DSM-5’e göre travma tanımına baktığımızda, ölüm, ciddi yaralanma veya şiddet tehdidinin ya da bu olayların, doğrudan, tanık olarak veya dolaylı şekilde yaşanmasının yarattığı ağır psikolojik etkidir. Travmanın tanımını net bir çerçevede ele almış olsak da, yaşantıların her zaman çok daha karmaşık olduğunu bilmemiz gerekir. Çünkü travma, bir anda ortaya çıkan ve kendiliğinden biten bir durum değildir; hayatımızda zamanla yer edinir ve ihmallerimizin birikimi ile güçlenir, bugünkü yaşamımıza müdahale edebilecek kadar da etkili hâle gelir. Bir çocuğun kendisini ailesine ifade etmesine izin verilmemesi, bir kadının eşinin eleştirileriyle yıpranması, bir çalışanın iş yerinde görünmez kılınması, yaşlı bir bireyin fikirlerinin önemsenmemesi, bir gencin hayallerinin alay konusu edilmesi... Oysa bunlar, ne manşetlerde yer alır ne de mahkeme dosyalarının sayfaları arasına girer; fakat insan ruhunun dokusunu zedelemeyi başarır. Kendini güvende hissettiği bir anda, kimi zaman bunu bir korku tepkisi, kimi zaman da derin bir değersizlik hissi şeklinde deneyimleyerek yeniden yaşayabilir.
Travma sonrası stres bozukluğu (TSSB) ise, DSM-5’te tanımlanan türde travmatik olayların ardından gelişen; bireyin bedensel, ruhsal ve duygusal işlevselliğini derinden etkileyip, sosyal veya mesleki yaşamında klinik olarak anlamlı bozulmaya yol açan belirtiler kümesidir. Başlıca belirtiler arasında ise tekrar yaşantılama (flashback), kaçınma davranışları, olumsuz bilişsel ve duygusal değişimler ile aşırı uyarılmışlık hâli yer almaktadır. Bu nedenle TSSB’yi travmadan ayıran en önemli özellik olarak, yalnızca olayın anımsanması değil; geçmişte yaşanan duygusal ve bedensel tepkilerin bugün de tüm gerçekliğiyle yeniden ortaya çıkması olduğunu söylemeliyiz.

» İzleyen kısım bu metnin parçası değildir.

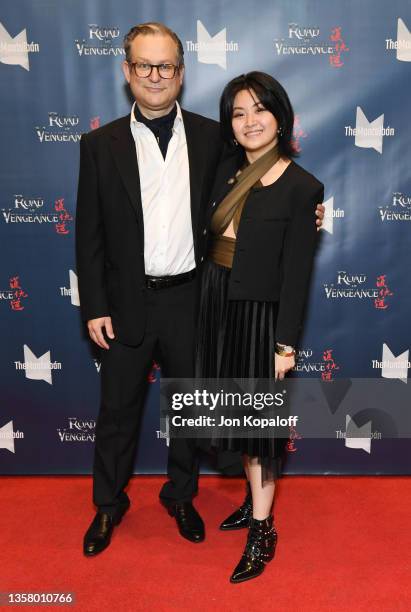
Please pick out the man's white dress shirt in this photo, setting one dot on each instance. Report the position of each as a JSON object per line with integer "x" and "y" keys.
{"x": 165, "y": 195}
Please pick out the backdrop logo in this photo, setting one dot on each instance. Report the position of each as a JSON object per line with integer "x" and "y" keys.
{"x": 211, "y": 49}
{"x": 307, "y": 40}
{"x": 100, "y": 41}
{"x": 37, "y": 368}
{"x": 305, "y": 363}
{"x": 63, "y": 217}
{"x": 331, "y": 213}
{"x": 294, "y": 435}
{"x": 78, "y": 430}
{"x": 330, "y": 365}
{"x": 392, "y": 366}
{"x": 94, "y": 123}
{"x": 368, "y": 134}
{"x": 71, "y": 291}
{"x": 399, "y": 209}
{"x": 8, "y": 435}
{"x": 354, "y": 286}
{"x": 32, "y": 210}
{"x": 358, "y": 437}
{"x": 15, "y": 295}
{"x": 59, "y": 128}
{"x": 383, "y": 293}
{"x": 403, "y": 43}
{"x": 15, "y": 51}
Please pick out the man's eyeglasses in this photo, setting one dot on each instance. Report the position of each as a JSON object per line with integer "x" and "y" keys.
{"x": 143, "y": 70}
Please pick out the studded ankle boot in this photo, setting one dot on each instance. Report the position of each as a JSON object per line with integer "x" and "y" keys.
{"x": 259, "y": 550}
{"x": 241, "y": 517}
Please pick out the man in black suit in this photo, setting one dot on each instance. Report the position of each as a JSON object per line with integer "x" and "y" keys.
{"x": 143, "y": 187}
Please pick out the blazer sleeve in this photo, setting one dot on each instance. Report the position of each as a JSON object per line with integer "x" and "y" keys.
{"x": 298, "y": 257}
{"x": 90, "y": 239}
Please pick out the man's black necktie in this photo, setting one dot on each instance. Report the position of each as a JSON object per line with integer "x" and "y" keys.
{"x": 162, "y": 127}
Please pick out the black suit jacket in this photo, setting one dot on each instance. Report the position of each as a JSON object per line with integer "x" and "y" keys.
{"x": 276, "y": 242}
{"x": 109, "y": 219}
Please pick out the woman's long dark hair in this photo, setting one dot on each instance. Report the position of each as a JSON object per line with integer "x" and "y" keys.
{"x": 272, "y": 96}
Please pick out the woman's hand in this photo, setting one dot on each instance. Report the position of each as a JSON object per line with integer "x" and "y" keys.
{"x": 282, "y": 365}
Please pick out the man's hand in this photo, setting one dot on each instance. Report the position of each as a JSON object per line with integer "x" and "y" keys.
{"x": 282, "y": 365}
{"x": 320, "y": 210}
{"x": 95, "y": 330}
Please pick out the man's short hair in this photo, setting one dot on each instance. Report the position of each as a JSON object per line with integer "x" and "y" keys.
{"x": 152, "y": 28}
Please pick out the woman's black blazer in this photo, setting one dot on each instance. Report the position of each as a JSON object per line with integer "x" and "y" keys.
{"x": 276, "y": 242}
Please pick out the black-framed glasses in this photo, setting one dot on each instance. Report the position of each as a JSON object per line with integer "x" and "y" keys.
{"x": 144, "y": 70}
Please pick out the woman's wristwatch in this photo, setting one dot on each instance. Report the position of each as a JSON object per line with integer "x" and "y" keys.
{"x": 284, "y": 350}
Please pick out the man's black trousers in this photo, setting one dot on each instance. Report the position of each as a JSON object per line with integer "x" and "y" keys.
{"x": 169, "y": 338}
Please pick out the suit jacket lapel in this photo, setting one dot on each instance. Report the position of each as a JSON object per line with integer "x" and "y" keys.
{"x": 196, "y": 162}
{"x": 125, "y": 156}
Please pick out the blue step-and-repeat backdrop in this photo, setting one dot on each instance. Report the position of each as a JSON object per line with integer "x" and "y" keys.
{"x": 346, "y": 66}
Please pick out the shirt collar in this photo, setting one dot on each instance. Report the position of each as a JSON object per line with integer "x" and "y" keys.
{"x": 134, "y": 123}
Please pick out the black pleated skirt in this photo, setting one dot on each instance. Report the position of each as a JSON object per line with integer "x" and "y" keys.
{"x": 236, "y": 340}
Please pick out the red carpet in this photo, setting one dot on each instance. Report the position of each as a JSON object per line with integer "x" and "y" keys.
{"x": 344, "y": 544}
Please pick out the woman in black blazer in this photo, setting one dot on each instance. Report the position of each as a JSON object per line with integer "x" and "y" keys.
{"x": 256, "y": 279}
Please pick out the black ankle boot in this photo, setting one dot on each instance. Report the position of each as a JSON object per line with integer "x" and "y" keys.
{"x": 241, "y": 517}
{"x": 259, "y": 550}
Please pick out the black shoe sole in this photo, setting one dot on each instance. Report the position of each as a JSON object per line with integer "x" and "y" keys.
{"x": 172, "y": 513}
{"x": 116, "y": 522}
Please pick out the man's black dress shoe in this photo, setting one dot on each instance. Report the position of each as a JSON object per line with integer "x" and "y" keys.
{"x": 98, "y": 535}
{"x": 189, "y": 522}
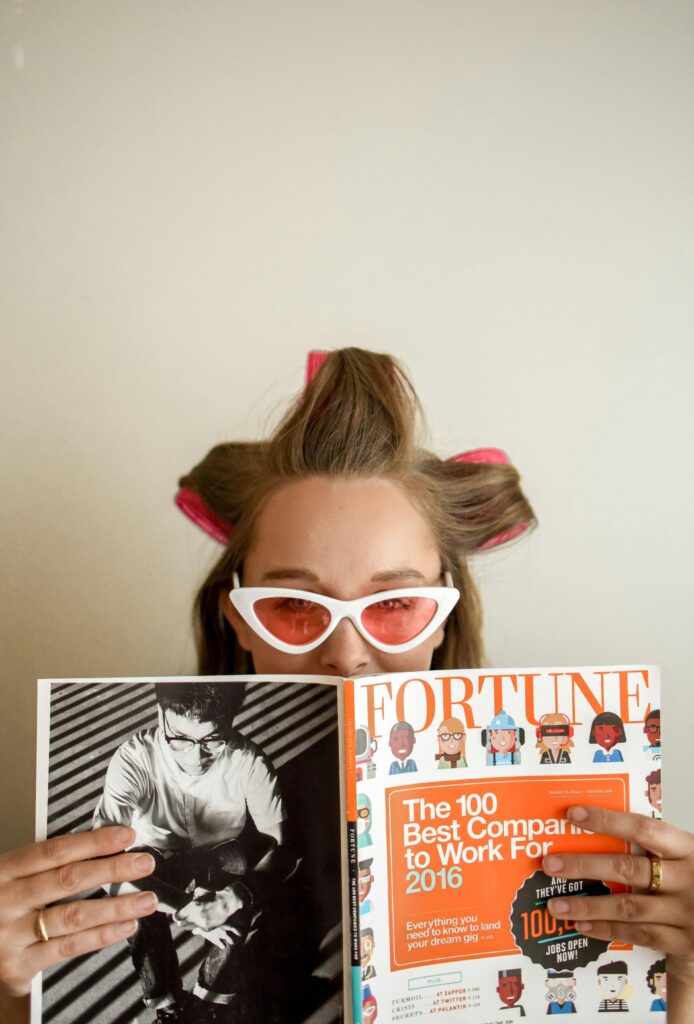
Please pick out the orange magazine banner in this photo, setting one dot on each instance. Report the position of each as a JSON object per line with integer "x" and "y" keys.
{"x": 459, "y": 851}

Judith Herman, travma kavramının kapsamının yalnızca bireysel deneyimlerle sınırlı olmadığını vurgulamakla kalmaz; travmanın, toplumların ortak hafızasında da yer edeceğinin altını çizerek toplumsal travmaların etkilerine dikkat çeker. Özellikle savaşlar, zorunlu göçler, deprem, sel, yangın gibi başlıca doğal afetlerin, kuşaklar boyunca etkisini sürdüren kolektif yaralar olduğunu savunur. Bir toplum, ortak bir travmanın tanığı olduğunda, bu deneyim; hikâyeler, sessizlikler, bakışlar, bazen ağıtlar, çoğunlukla da sanat ve edebiyat ile ve kimi zaman da aktarılan korkular aracılığıyla yeni nesillere geçer. Böylece travma, istemesek de yalnızca bireyin değil, toplumun geleceğini şekillendiren görünmez bir mirasa dönüşür.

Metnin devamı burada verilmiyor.